Yúnxià's sports culture, however, has traditionally favoured individual athletic events. Common individual sports include table tennis, wrestling, and mixed martial arts. The traditional Yunxianese martial art is quánfǎ, literally "the way of the fist", commonly called "Yunxianese boxing". Quánfǎ is still traditionally taught as a martial art and is used in training for military and police agencies to teach skill and discipline. Sǎndǎ, literally "free fighting", is the modern evolution of Yunxianese martial arts, incorporating more kicks and a less rigid format, and is the most major competitive combat sport in the country.
Cuisine
The national cuisine of Yúnxià has two broad schools: the southern style and the northern style. While each school has its differences, the two broadly share a base in certain ingredients such as pork, fish, and soy. Despite this, the varieties of fish used in each cuisine differ significantly between inland and coastal sub-regions. The southern style also makes use of broader grain types, including starchy maize, millet, and wheat while the north relies on the traditional Shen staple of rice.
The southern style is characterized by broad access and freedom of ingredients, but an orthodox approach to cooking methods. In the south, dishes can be prepared by flash-frying (often with corn flour), stewing, roasting, or boiling. Proteins are commonly served with a broth which can be light or milky. Most traditional southern sauces are vinegar-based and well-spiced. Dishes are further flavoured with scallions and peanuts. Steamed buns and breads are the common sources of carbohydrates and starches, instead of rice. Staple vegetables include cabbages, potatoes, mushrooms, eggplant, bell peppers, and seagrasses.

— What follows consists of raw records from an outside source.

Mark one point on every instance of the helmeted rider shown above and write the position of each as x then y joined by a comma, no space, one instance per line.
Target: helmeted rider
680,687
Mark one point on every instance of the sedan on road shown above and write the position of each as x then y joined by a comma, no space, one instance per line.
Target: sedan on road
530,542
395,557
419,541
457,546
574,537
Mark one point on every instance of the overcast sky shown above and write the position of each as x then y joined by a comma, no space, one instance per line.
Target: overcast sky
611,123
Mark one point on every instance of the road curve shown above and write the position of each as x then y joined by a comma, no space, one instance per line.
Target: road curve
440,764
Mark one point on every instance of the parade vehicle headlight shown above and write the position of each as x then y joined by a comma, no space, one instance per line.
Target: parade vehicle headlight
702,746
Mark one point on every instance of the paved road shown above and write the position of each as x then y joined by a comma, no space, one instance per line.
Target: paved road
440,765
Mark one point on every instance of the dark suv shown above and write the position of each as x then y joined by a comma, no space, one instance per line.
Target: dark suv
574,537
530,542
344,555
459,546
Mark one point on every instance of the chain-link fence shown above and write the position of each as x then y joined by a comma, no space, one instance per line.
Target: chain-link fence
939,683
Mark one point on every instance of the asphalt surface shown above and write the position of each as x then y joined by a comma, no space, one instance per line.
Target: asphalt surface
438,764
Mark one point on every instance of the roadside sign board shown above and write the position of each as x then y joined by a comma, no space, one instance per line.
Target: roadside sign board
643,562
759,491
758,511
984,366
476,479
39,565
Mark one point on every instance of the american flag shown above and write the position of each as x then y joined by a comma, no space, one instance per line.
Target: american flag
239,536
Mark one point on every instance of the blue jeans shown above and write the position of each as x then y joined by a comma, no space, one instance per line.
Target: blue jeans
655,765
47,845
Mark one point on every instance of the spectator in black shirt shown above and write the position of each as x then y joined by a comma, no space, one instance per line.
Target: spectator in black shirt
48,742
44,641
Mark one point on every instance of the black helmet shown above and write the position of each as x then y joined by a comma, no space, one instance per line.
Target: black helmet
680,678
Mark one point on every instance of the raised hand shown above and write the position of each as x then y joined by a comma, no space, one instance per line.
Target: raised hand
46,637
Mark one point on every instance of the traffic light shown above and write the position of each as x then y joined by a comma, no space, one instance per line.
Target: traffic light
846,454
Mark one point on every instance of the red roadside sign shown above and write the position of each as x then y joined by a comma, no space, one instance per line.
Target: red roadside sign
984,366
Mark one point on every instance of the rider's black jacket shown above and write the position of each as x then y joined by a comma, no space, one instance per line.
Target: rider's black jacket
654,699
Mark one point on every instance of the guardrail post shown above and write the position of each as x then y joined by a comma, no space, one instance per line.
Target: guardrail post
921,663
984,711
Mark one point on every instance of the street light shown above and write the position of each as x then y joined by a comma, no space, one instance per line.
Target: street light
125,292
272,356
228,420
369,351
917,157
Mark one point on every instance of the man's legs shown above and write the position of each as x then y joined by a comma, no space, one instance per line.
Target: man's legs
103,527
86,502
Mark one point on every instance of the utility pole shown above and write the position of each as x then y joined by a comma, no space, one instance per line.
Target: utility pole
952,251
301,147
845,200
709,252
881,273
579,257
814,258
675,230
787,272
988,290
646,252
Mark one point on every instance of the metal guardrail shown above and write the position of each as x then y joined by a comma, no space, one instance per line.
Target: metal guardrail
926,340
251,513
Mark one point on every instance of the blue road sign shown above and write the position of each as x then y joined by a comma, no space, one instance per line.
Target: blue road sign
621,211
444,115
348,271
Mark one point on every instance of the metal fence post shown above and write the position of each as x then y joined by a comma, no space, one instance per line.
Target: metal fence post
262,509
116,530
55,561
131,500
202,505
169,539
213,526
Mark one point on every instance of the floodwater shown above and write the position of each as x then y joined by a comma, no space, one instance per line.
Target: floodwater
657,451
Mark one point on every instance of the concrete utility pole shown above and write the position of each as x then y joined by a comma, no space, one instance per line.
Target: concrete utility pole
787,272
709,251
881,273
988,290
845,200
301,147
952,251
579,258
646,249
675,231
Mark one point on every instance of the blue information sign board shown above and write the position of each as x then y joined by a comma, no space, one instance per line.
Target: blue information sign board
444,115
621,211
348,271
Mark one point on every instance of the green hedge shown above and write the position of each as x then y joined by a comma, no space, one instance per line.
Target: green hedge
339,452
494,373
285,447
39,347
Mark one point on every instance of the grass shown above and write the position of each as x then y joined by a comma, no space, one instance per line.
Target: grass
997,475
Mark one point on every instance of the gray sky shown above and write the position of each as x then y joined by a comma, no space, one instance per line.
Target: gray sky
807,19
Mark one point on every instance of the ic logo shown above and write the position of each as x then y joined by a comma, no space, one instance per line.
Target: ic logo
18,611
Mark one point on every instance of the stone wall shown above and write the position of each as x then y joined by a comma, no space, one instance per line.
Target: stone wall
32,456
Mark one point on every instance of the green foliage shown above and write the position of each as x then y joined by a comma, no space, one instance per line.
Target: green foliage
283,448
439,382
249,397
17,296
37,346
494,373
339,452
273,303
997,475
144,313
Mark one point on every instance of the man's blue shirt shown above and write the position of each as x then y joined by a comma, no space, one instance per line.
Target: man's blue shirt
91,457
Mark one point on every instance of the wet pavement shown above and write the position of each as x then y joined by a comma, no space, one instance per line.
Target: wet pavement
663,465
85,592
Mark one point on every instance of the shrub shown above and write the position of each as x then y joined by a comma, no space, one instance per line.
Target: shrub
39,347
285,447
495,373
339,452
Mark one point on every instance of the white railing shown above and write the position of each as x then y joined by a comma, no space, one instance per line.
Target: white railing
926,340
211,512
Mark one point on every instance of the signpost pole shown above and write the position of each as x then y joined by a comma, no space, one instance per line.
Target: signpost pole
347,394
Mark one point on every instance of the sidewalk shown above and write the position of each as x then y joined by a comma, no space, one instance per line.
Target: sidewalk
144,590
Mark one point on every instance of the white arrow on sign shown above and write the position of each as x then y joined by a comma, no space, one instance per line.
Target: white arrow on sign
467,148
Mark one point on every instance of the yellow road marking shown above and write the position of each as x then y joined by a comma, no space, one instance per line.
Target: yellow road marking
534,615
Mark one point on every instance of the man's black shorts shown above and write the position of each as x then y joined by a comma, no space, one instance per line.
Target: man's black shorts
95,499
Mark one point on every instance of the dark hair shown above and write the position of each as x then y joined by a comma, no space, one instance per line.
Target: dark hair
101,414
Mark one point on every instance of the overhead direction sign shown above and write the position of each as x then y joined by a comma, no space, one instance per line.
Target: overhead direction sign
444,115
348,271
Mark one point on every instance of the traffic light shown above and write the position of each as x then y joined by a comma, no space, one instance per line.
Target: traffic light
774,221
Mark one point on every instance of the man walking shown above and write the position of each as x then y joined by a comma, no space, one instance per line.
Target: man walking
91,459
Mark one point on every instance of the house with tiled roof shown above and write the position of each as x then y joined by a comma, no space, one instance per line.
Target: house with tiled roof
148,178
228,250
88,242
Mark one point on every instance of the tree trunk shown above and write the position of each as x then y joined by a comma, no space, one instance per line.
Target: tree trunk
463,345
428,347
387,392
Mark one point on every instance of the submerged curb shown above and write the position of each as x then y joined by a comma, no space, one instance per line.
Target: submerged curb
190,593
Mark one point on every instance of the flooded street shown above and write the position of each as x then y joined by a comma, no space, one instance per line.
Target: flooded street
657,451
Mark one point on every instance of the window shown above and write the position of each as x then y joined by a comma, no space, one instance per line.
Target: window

The northern school also has a number of distinctive characteristics. Simmer-frying, "hot pot", braising, and roasting are the orthodox methods of food preparation. Pickling is also especially common due to the harsher winters compared with the south. Rice is the north's staple ingredient, though in many places it has to be imported from the south due to a lack of suitable agricultural land in the north. Pickled cabbage, sticky rice buns, dumplings, and wheat noodles are all very common elements or dishes in the north. Common spices include cumin, caraway, and mustard. The northern style also features many different preparations of eggs including pickled eggs and tea eggs.
Across all of Yúnxià, rice wine (mǐjiǔ) and green tea are the staple beverages. Wine is typically served warm as an accompaniment to a meal or as an aperitif. Green tea, or unoxidized tea, is the primary source of caffeine in Yúnxià, dominating the market over coffee or other forms of tea. Semi-oxidized or wūlóng tea is common in the north as a winter beverage. Tea is also commonly employed in Yunxianese dishes as a flavouring or as a light broth for rice.